Pleasance, the feeling of feeling pleased

I want to return to a notion I touched upon last week - the archaic word, 'pleasance'. Google Ngram viewer reveals that 'pleasance' had its heyday in Tudor times, fading away before returning to more modest usage from the late 17th century until the end of the 19th century. Shakespeare uses the word but twice, once in a love poem, and once in Othello. As I type the word, Blogger helpfully underlines it in red, suggesting 'pleasant' instead.

Wiktionary gives: (Obsolete) The feeling of being pleased. [14th-19th c.] 

It is not so much feeling 'pleasured', but the experience of feeling pleased.

Note the passive voice. It's something that happens to you, not something you do ('I go out and enjoy').

It is momentary feeling of mild euphoria. It feels familiar; it brings back pleasant associations. It comes on quickly and passes quickly - but you notice it; it lifts your spirits. It is very much a qualia thing - a subjective conscious experience. I try to identify it, pin it down. An effect - so it must have a cause.

I had one on Sunday morning in the kitchen, stirring a home-made lentil and spinach curry and rice as I finished my coffee. And another one while eating it later on the działka, that feeling of feeling replete. This makes me wonder whether these particular qualia (individual instances of subjective, conscious experience) are endogenous (hormones released upon feeling sated by food) or exogenous (the ingestion of a stimulant).

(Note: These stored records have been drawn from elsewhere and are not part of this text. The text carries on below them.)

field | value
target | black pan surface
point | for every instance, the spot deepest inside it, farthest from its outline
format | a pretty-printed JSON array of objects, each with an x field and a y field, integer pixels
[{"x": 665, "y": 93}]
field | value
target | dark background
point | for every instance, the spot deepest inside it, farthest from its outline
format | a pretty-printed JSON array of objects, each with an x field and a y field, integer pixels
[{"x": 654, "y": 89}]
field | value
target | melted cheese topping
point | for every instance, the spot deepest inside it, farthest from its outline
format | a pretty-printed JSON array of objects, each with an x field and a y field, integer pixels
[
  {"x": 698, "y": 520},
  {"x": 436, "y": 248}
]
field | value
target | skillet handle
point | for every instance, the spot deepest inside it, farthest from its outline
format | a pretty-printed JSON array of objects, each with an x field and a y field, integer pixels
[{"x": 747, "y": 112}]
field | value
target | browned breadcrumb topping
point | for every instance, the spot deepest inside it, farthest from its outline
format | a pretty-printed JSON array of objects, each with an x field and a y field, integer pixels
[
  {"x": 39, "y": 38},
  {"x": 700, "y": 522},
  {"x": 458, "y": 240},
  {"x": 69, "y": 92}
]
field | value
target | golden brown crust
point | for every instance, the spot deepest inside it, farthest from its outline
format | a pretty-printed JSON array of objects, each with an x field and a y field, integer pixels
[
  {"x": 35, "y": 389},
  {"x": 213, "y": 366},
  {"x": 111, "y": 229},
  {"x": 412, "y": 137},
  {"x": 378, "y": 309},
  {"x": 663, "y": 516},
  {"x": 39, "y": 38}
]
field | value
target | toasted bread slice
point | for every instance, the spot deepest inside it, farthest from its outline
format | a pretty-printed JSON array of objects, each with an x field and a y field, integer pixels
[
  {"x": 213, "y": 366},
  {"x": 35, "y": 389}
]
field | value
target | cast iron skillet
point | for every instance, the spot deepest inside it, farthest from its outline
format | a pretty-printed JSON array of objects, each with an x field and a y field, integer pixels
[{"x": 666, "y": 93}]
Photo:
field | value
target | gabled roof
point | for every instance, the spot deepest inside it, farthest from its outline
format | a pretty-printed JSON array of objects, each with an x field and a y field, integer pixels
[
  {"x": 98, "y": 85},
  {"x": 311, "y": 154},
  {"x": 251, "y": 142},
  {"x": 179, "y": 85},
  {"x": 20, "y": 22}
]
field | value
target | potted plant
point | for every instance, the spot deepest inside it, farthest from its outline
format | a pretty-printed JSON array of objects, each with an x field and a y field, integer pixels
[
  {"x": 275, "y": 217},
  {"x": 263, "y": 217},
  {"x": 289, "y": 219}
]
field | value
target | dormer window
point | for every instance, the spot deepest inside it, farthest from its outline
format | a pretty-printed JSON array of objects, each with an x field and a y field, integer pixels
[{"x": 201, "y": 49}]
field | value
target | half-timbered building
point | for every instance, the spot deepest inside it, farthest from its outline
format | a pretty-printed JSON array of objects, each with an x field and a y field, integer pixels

But moments of pleasance can just happen, untriggered, unbidden, and these are the ones I want to focus on, as they appear utterly random, without obvious causation. Pleasance always accompanies those Wordsworthian flashbacks - whether from this life or elsewhere. My flashbacks are never anything other than pleasant and familiar. This is, I believe, significant - I don't have unpleasant ones that feel unfamiliar.

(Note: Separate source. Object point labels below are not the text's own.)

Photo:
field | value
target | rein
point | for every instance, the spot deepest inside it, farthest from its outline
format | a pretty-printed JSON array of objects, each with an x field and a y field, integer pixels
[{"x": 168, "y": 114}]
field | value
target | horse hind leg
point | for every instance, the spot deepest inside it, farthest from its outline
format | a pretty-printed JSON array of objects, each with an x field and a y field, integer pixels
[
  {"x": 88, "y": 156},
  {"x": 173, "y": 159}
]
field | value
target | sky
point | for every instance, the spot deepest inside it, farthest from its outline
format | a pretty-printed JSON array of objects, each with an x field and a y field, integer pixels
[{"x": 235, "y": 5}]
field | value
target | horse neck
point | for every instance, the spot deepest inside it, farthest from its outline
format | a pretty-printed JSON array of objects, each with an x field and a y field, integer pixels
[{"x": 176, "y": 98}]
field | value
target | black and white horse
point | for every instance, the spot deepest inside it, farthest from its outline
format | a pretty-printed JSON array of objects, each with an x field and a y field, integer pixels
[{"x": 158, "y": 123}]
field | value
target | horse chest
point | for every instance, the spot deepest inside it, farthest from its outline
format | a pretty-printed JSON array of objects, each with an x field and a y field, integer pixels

One I had just now (again in the kitchen), out of nowhere, a flashback to the coach carrying our Polish scout troop back to Hammersmith after our annual pilgrimage to Aylesford Priory in Kent; it's a Sunday, the coach driver has BBC Radio 1's Pick of the Pops on the radio. I'm looking out of the window at South-East London, known to me at that time only from these journeys. I must have done this trip by coach seven or eight times, with the cubs then the scouts. I could feel that precise atmosphere - the summer holidays had just ended, the school term just begun, autumn was drawing near. 

And in a second it was gone; just a pleasant micro-memory of a old, familiar memory remained to tinge my consciousness with its flavour.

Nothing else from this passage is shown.